The plaintiff does not base his right of action on the ground that he was entitled to his compensation at the time the city refused to accept the offers of Georgia Power Company; but he rests his action upon an express written contract with the city, and says that the breach occurred when the city, after making the new contract with the power company, and after demand was made for 20% of the first payment, refused to pay. The plaintiff, after the city had for the second time refused the offer of Georgia Power Company, on December 12, 1948, apparently recognized that such refusal did not justify him in claiming that he had performed all his obligations under the written contract of employment on the basis that the offers met the contingencies of his employment, because at the meeting of the mayor and council he asked for advances on his fees under his written contract of employment, and he thereafter continued to handle the suit of the city against Georgia Power Company, attacking the validity of the company's franchise, which proceeding culminated adversely to the claim of the city by a judgment of the Supreme Court of September 14, 1949 (205 Ga. 843).

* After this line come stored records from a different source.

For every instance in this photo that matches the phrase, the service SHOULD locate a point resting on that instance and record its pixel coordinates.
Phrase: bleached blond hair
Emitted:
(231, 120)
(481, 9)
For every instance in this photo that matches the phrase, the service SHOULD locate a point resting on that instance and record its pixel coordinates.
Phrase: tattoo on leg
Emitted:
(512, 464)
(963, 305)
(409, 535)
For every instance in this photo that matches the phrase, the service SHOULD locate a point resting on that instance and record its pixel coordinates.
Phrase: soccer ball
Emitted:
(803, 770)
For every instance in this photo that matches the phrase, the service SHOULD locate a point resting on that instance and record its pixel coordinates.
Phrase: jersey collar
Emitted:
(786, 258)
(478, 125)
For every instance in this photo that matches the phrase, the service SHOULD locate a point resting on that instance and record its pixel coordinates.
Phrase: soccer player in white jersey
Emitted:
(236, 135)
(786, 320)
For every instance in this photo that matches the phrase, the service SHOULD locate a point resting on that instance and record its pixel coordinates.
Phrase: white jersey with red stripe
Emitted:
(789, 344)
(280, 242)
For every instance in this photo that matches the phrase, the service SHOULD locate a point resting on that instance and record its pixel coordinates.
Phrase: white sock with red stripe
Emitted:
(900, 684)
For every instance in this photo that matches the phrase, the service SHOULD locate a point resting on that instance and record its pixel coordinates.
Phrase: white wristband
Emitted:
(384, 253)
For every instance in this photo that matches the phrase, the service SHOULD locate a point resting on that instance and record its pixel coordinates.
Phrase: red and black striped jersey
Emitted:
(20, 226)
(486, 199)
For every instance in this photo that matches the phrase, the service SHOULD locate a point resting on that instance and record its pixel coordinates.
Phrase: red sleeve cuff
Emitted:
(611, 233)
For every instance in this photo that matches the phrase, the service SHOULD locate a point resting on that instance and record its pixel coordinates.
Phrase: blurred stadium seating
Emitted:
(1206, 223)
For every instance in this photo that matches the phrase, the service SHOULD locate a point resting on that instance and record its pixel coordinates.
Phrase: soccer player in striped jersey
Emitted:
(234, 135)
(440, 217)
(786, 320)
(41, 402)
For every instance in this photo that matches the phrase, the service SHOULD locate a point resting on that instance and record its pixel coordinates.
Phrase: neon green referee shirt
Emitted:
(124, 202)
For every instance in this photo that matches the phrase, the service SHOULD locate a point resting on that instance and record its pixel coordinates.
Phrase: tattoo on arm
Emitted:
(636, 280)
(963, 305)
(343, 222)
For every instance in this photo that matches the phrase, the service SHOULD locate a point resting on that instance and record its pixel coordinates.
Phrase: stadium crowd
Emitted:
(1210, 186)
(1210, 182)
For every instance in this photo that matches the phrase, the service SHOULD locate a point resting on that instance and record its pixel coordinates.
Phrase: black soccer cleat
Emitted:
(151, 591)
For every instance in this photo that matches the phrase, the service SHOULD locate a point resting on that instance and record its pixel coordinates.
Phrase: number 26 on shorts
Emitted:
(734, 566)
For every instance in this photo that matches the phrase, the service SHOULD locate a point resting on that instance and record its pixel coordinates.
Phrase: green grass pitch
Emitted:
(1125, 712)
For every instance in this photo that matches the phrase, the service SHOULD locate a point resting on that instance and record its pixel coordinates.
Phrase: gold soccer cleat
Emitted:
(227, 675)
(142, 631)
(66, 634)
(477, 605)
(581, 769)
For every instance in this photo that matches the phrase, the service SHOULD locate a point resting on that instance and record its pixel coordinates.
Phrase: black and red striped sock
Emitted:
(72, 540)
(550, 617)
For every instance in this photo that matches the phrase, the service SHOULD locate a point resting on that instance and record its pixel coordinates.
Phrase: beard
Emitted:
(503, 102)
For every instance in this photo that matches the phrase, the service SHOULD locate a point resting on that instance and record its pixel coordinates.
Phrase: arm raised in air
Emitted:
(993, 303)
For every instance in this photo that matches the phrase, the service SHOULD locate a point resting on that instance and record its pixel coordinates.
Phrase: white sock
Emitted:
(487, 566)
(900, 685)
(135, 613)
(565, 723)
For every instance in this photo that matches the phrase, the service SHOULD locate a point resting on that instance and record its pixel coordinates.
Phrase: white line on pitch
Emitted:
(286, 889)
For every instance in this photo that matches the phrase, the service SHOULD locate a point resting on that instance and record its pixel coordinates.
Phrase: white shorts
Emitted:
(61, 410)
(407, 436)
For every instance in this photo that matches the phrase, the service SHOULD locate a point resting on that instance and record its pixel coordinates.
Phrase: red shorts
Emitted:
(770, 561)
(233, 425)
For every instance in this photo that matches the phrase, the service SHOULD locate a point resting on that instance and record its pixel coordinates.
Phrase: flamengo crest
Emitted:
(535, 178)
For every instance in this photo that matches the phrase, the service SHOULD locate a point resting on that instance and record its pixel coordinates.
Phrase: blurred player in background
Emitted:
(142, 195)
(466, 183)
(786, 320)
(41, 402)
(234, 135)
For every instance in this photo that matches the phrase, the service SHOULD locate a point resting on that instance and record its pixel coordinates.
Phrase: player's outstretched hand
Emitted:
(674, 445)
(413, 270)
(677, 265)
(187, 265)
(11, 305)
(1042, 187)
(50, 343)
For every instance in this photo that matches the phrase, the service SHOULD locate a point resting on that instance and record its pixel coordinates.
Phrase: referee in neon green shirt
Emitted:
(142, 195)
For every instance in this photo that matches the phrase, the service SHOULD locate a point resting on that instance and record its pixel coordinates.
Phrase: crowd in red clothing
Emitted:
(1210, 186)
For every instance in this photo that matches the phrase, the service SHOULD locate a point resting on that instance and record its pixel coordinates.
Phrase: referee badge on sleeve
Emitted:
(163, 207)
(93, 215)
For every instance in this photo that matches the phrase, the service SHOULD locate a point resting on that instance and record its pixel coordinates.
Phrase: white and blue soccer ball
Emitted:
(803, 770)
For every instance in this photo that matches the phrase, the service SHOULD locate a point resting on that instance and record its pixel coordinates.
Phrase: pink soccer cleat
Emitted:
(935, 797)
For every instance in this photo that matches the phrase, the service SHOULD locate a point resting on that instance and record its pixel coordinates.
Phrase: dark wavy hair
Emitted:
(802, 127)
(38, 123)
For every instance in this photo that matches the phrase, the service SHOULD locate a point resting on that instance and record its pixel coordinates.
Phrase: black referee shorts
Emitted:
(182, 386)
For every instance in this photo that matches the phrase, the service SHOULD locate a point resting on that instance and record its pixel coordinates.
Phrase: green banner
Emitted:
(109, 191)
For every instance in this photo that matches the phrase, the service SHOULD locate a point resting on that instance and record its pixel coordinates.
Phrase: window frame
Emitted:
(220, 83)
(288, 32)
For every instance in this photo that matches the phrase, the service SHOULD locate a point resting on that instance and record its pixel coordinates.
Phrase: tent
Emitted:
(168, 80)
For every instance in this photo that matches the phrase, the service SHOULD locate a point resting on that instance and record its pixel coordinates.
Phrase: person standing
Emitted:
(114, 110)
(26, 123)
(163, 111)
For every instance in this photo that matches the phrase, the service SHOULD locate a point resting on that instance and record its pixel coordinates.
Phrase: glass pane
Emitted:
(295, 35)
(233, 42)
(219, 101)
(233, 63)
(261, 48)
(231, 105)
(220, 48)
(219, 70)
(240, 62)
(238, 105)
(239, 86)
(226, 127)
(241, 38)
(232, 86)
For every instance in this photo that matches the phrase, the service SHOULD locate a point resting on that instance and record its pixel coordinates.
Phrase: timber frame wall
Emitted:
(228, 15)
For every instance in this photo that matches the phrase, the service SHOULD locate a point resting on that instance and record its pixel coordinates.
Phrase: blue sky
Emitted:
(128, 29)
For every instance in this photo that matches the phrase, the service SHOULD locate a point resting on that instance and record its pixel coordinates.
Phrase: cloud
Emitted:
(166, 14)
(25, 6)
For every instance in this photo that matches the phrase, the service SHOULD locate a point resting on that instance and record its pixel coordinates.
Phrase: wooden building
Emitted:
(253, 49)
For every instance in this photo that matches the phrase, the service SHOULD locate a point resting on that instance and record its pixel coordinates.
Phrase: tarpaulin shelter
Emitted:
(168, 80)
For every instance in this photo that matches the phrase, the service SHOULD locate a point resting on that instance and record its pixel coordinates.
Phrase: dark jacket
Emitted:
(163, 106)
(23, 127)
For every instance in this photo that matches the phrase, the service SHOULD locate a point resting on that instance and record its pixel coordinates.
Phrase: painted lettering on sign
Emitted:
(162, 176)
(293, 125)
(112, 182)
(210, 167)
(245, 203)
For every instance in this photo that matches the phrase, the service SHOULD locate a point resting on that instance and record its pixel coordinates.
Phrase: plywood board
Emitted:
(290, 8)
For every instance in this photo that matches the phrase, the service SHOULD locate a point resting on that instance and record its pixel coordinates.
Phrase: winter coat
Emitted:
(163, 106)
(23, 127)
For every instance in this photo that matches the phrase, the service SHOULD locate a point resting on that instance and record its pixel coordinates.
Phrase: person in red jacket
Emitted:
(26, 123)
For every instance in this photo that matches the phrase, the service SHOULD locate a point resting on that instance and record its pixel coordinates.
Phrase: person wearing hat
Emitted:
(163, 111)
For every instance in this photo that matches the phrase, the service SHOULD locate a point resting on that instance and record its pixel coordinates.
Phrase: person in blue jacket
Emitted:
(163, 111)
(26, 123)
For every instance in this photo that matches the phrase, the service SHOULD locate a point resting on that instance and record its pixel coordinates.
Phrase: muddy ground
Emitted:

The plaintiff contends that, under the ruling in Candler v. Bryan, 189 Ga. 851 (8 S. E. 2d, 81), the city under its contract of employment made an equitable assignment as to "20% of the value of any new franchise," and the new franchise is impressed with a trust to-pay his fee. There is no basis for this contention, for the reason that the sums the city is receiving from Georgia Power Company are not by virtue of a new franchise, but under a contract.
The allegations of the petition showing that the contingency upon which the plaintiff was entitled to compensation has never occurred, there was no error in sustaining grounds 1, 4, and 5 of the defendant's general demurrer and in dismissing the action.
In view of the foregoing ruling, it is unnecessary to pass upon the assignments of error in the cross-bill of exceptions.